I am sitting at my desk at work for the last time before BabyKer's arrival (which will be forced, because as I predicted previously, he would be really early or just not want to come out at all - that's my boy). And yes, I should be working and I have been and will be, but I'm taking a breather right now. My counterpart left me high and dry today and decided to take today off, knowing I would have to cover for her and that I would already be incredibly busy wrapping things up. Not going to miss her. At all.
I know lots of people have money on when this baby is getting here and I hate to disappoint all of you, but I have not had so much as a single contraction, not a pain, a cramp, or any sort of feeling whatsoever...he's being induced on Wednesday morning, and that is the day he will be born. So if you picked that day, you win. You cheated, but you win. As for me, I have lost interest in being pregnant. Ever. BabyKer will be an only child. If he really, really, really wants a brother or sister, we'll go get him one from another country and I will throw in a steak dinner for that baby's "gestational carrier" as a thank you for doing the work.
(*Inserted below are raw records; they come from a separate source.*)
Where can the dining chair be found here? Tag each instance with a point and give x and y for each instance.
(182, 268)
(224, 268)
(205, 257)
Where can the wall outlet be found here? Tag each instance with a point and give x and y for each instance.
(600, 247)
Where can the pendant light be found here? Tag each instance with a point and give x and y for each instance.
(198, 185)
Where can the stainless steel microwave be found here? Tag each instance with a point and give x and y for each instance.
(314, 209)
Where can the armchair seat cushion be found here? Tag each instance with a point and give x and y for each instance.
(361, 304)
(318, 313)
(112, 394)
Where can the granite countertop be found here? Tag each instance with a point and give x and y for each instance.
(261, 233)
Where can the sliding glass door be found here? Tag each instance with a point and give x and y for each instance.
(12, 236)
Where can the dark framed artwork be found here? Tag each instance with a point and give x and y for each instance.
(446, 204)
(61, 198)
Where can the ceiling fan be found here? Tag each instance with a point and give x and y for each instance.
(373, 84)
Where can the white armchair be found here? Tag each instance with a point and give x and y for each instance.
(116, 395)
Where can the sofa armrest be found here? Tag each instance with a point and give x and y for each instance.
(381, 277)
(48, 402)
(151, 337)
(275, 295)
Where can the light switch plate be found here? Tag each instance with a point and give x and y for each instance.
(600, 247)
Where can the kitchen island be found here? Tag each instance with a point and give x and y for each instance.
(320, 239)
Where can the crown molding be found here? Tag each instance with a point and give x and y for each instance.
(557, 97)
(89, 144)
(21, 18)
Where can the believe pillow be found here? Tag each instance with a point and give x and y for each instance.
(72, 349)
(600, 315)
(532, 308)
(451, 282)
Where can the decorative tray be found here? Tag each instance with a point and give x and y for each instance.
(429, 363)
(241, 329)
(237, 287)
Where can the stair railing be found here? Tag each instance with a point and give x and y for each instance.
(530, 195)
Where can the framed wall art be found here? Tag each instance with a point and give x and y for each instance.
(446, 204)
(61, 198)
Another idea...I'll convince him that the family dog is also considered a brother or sister and we'll get him a puppy.
I do realize that my pregnancy has been "easy" and "boring" by all medical standards and I can appreciate that. It's great news. It also tells me that I am not cut out for this and if I happened to have a future pregnancy that wasn't so easy and boring, well...you wouldn't want to be around for these final days, trust me.
So as I sit here with yet another bad case of heartburn and a hip bone that pops in and out of place, I could not be more excited to meet this baby. I have a long list of selfish reasons why, but first and foremost, I'm just ready to see that he's healthy and happy and cute and to not have to wait a week between doctor visits to be reassured he's even alive. I would also like other people to get the chance to hold him for a change too, I'm not going to lie.
Also coming to a close are my pig-like eating habits. I was 100% focused on my health before, and I now will be again. I made sure BabyKer will be a lover of all things sweet, and now my job is done. Back to fish and veggies. Sorry, ice cream, I'm breaking up with you. After Wednesday of course, I still have today and tomorrow. Other things I get to welcome back into my life? Steaming hot bubble baths, entire glasses of wine, beer on the patio, sushi, turkey sandwiches, tuna steak, painting my toenails without breaking a bone, daily cups of coffee, RUNNING...life is about to be so great! Maybe we'll even remember to celebrate Valentine's Day next year, who knows? We're thinking of today more as "LAST DAY OF WORK DAY!!" which is even better.
For the moment, even though you think otherwise, BabyKer is still BabyKer, despite what Peyton may have told you. :) Yes, we picked a name, and yes...he couldn't wait to share with some people....but there are still a few people in our lives who might say something negative about it and sorry...I'm not giving them the chance. His name will be revealed once and for all on Wednesday. Which is hopefully also the day we can decide on the middle name. Or throw everyone for a loop and name him something completely different than we've ever mentioned. *Insert evil laugh here*
Until Wednesday (or probably later)...I'm busy that day.